All is loss

Written on 2018-03-11 in Stemwede, Germany

You might have heard, that most supervised Machine Learning methods boil down to minimizing a loss function over a set of parameters. I for myself was somewhat aware of this for a long time, but it was not until recently that I realized how powerfull this observation really is.

Generality. Literally the same ideas apply to linear regressions, also used for training neural networks and SVMs.
Effectivity. The above minimization can be performed with general numeric methods. This works in practice. While there shortcuts for some cases in most cases this the only thing you can do.
Geometry. Being a trained as an algebraic geometer, I enjoy geometric approaches to problems. We will take a geometric view in this article, and draw some pretty pictures of paramters and model values.

In this blog post we will first introduce the general machinery of loss minimization, and then visit a number of different machine learning models in this context.

The General Loss Function

In a supervised learning setup, we commonly consider a free variable $x$ and a target variable $y$. (We are purposefully vague about the nature of $x$ and $y$ here, they can take one-dimensional, vector, or discrete values). For a given $x$ we want to determine the likely value of $y$. To do so, we introduce a modeling step. We consider a family of possible relations $f:x \mapsto y$ that are parametrized by a parameter $w$:

$f(x, w) = y$

The question becomes, which model parameter $w$, will give us a good model?
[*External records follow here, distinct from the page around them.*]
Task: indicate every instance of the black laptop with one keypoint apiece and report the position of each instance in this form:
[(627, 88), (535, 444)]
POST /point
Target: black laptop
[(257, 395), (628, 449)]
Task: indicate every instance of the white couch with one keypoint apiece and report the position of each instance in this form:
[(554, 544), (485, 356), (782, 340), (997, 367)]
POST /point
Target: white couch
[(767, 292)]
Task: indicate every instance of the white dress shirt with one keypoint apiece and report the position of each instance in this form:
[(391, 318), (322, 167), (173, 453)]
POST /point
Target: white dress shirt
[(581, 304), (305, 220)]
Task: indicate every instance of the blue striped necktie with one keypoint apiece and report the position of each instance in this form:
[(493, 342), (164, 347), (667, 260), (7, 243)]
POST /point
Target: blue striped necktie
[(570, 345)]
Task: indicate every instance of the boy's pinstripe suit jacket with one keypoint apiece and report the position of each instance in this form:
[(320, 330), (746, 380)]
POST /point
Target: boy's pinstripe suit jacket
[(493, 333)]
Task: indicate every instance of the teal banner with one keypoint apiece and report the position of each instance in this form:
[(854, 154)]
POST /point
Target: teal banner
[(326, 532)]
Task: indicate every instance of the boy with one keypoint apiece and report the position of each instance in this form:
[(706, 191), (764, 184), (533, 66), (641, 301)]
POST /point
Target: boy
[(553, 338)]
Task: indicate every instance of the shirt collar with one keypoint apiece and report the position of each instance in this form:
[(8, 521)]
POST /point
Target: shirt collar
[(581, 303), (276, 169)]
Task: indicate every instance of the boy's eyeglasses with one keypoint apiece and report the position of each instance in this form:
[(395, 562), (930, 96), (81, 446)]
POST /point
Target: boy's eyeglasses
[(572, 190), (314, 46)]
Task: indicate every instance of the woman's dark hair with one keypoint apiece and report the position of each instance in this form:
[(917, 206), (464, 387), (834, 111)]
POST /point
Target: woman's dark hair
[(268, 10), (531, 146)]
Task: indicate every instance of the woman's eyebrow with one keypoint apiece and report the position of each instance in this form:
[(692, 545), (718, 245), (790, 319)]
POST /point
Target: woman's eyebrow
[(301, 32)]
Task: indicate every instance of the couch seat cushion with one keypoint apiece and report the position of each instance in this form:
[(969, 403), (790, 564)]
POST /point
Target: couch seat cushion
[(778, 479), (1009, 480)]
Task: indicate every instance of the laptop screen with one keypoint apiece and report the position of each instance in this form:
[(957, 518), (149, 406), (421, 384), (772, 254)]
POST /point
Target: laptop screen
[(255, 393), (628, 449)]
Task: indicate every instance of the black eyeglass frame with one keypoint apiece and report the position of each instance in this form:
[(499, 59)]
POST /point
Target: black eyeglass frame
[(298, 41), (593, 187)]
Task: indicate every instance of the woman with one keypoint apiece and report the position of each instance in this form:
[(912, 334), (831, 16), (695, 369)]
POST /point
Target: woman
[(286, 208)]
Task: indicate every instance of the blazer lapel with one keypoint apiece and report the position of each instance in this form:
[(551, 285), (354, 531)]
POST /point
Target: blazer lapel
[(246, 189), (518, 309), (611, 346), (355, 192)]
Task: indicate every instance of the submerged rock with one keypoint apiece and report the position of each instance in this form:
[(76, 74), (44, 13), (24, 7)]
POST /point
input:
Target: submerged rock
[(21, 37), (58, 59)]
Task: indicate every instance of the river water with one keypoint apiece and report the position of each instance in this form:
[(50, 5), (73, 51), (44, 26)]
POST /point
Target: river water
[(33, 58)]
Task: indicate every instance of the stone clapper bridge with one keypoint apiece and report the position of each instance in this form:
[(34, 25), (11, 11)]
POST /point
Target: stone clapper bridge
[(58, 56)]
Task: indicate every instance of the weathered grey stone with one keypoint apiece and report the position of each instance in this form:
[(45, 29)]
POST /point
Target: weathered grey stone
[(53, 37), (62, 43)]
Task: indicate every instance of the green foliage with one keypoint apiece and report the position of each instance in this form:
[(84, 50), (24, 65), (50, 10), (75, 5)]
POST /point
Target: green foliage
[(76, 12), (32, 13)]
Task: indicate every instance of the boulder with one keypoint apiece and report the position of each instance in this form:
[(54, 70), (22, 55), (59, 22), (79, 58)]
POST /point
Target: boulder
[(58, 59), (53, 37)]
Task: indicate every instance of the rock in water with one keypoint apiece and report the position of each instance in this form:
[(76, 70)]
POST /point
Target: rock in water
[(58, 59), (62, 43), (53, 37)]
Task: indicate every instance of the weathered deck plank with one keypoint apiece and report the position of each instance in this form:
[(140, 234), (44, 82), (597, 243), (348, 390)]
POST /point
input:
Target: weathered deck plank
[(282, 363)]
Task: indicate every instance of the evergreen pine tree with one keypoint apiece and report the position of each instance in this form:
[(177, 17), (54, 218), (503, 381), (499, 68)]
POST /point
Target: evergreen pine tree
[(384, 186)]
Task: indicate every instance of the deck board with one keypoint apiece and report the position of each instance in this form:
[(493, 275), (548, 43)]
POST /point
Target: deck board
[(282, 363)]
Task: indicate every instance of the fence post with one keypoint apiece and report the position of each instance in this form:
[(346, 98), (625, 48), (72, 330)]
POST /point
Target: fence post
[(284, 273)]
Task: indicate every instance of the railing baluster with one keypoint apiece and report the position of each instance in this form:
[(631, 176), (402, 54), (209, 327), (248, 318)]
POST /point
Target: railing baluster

Figure 1: A parametrized data model [PNG]

In order to settle for some parameter $w$, we need some evidence encoded in a training dataset $D=(x_i,y_i)_i, i=1,\dots,N$. This gives us some examples of the relation $x \mapsto y$ that we seek to generalize. The training objective is now to find a parameter $w=\hat{w}$, so that a

$f(x_i, \hat{w}) \text{ is close to } y_i$

for $x_i,y_i$ in the training dataset $D$.

A common mathematical measure of “closeness” is the absolute distance $|a-b|$ in case that $y$ takes value in $\mathbb{R}$. More generally, we can consider a distance function $d(a,b)$ with $d(a,b) \geq 0$ and $d(a,a)=0$ to quantify the distance. Given such a distance $d$, we can then define a loss function as

$Loss_D(w) = \sum_i d(f(x_i,w), y_i).$

Note that the loss function, only depends on the model parameter $w$, and on the training dataset. There is no dependency on $x$ and $y$ anymore.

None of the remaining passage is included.